Siapa yang melakukan pembersihan harta haram

Siapa saja yang ada padanya harta haram bisa melakukan sendiri pembersihan dan meyalurkannya kepada yang berhak. Namun, jika ia mewakilkan penyalurannya kepada pihak kedua yang terpercaya maka itu lebih baik (Alfatawa Alkubra 5/421).

Jika nominal harta haram tak pasti jumlahnya

Jika seorang muslim mengetahui dengan pasti nominal harta haram yang ada padanya maka ia harus membersihkannya secepatnya.

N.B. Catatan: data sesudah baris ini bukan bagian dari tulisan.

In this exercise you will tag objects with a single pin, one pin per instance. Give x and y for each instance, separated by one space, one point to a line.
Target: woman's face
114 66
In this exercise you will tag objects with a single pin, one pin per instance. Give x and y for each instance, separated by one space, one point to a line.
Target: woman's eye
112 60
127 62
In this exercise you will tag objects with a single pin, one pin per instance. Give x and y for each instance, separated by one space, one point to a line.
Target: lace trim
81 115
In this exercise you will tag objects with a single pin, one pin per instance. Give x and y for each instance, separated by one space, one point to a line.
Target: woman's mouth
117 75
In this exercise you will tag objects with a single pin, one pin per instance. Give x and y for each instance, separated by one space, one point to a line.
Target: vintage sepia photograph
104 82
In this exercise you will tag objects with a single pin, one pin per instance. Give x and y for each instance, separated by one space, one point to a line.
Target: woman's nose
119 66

Namun, jika ia tak mengetahui dengan pasti maka ia memperkirakan ke titik aman; kalau ia ragu maka harus mengambil pilihan yang lebih hati-hati dengan mengeluarkan seluruh yang meragukan apakah ia dapat dengan jalan halal atau haram. Rasulullah bersabda, “Barang siapa menjauhi yang syubuhat maka ia telah membersihkan agama dan kehormatannya.” (Muslim 1599)

Membersihkan harta haram

Ingat!

  1. Harta yang haram karena zatnya jika tidak dimanfaatkan untuk suatu yang dibolehkan maka wajib dimusnahkan, seperti minuman keras dan obat-obatan terlarang.
  2. Harta yang haram karena cara mendapatkannya jika ketahuan pemilik sahnya dan memungkinkan untuk dikembalikan kepadanya atau kepada ahli warisnya, wajib segera ditunaikan kepada yang berhak, tidak bisa dengan menyalurkannya untuk amal sosial.
  3. Harta yang haram yang tak ketahuan pemiliknya atau ketahuan pemiliknya tapi tidak memungkinkan untuk menyerahkan kepadanya atau kepada ahli warisnya, wajib segera dillakukan pembersihan.
  4. Menurut pendapat kuat, boleh membersihkan harta haram dengan menyalurkannya untuk amal sosial dan mustahik zakat tanpa pengecualian.
  5. Niat orang yang melakukan pembersihan harta haram adalah taubat dan menjauhi harta haram, tidak dibenarkan untuk niat sedekah dan infaq karena ia bukan pemilik sah harta tersebut.
  6. Dia harus berusaha maksimal jika ia tak mengetahui secara pasti nominal harta haram yang ada padanya. Jika ia ragu apakah harta itu haram atau halal maka sebaiknya membersihkannya untuk menjaga agamanya dan menghindari yang syubuhat.
Artikel ini merupakan terjemahan dari buku Panduan Fikih bagi Pelajar di Negeri Rantau, Bagian (2) Kehidupan Sehari-hari, Pasal (2) Pakaian, oleh Ustadz Jailani Abdul Salam, Lc., MA.